Despite describing Yems as ‘not a conscious racist’ the independent panel did say his ‘banter undoubtedly came across to the victims and others as offensive, racist and Islamophobic’
‘In our view, Mr Yems was not deliberately lying in his evidence about not having said many of the things alleged. Indeed, he may well think that he did not in fact say what is alleged.
‘In our view, he simply gave no thought at all to the effect of what he was saying from time to time. For him, there was nothing unusual or out of the ordinary in his language so as to make it memorable.
‘Nevertheless, for those who were the butt of the comments the position was entirely different. We have already noted our finding that the players who gave evidence before us were impressive witnesses. We have no doubt that they were intending to tell us the truth, and we reject categorically the suggestion that any of them was lying.’
The FA have since publicly opposed the findings of their own independent panel that ruled Yems is not a ‘conscious racist’.
English football’s governing body have been roundly criticised after the publication of a report into Yems’ racial taunts towards players during his time in charge of Crawley.
The FA disagree with the resolution of their own independent panel and are seeking legal advice ahead of a possible appeal. The organisation also believe the 18-month ban meted out to Yems was too lenient.
The FA have since publicly opposed the findings of the independent panel regarding Yems
An FA statement said on Wednesday: ‘The FA brought 16 charges of discrimination against John Yems. The independent regulatory commission decided on an 18-month ban for the 12 charges which it upheld or was admitted. We had requested a longer ban.
‘Based on the evidence presented to the commission, we don’t agree that the panel should have found that this was not a case of conscious racism.’ Ian Wright and Anton Ferdinand were among the high profile figures to condemn the FA’s written reasons on social media. Anti-discriminatory body Kick it Out have also criticised the independent commission’s report on Yems.

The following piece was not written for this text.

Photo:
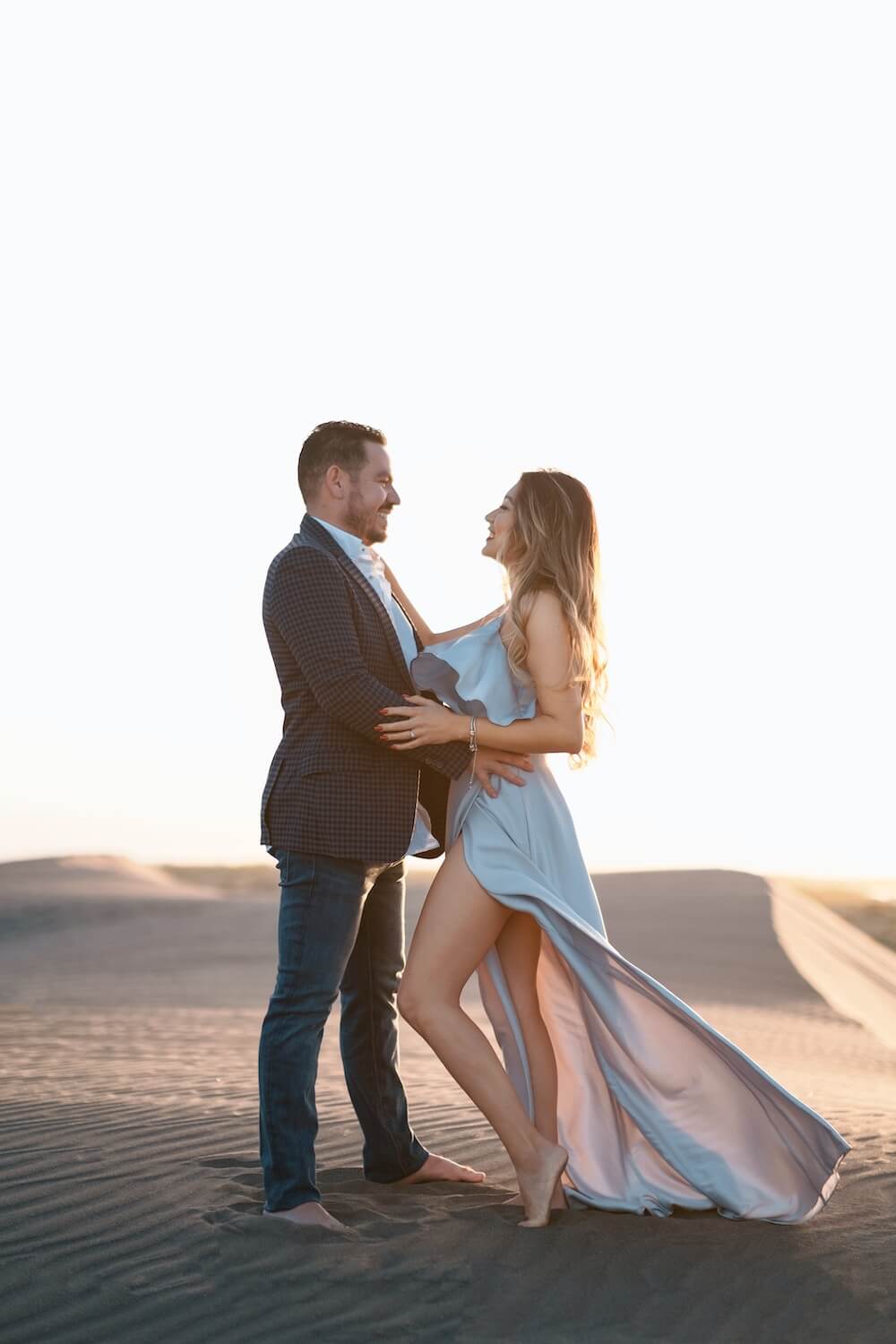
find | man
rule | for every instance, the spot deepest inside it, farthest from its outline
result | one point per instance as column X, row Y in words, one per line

‘The discriminatory language outlined in the FA independent panel report is simply shocking,’ the Kick It Out statement read.
‘Given the seriousness of the incidents detailed, it is very hard to understand how the FA independent panel have concluded that ‘Mr Yems is not a conscious racist’.
‘We do not share that viewpoint. The behaviour outlined in the report must be called out for exactly what it is, racism and Islamophobia.
‘To speak plainly, a 15-month ban given the severity of the 11 proven charges is a slap in the face to the victims of the discriminatory abuse detailed in this report and anyone who has been subject to racism or Islamophobia.’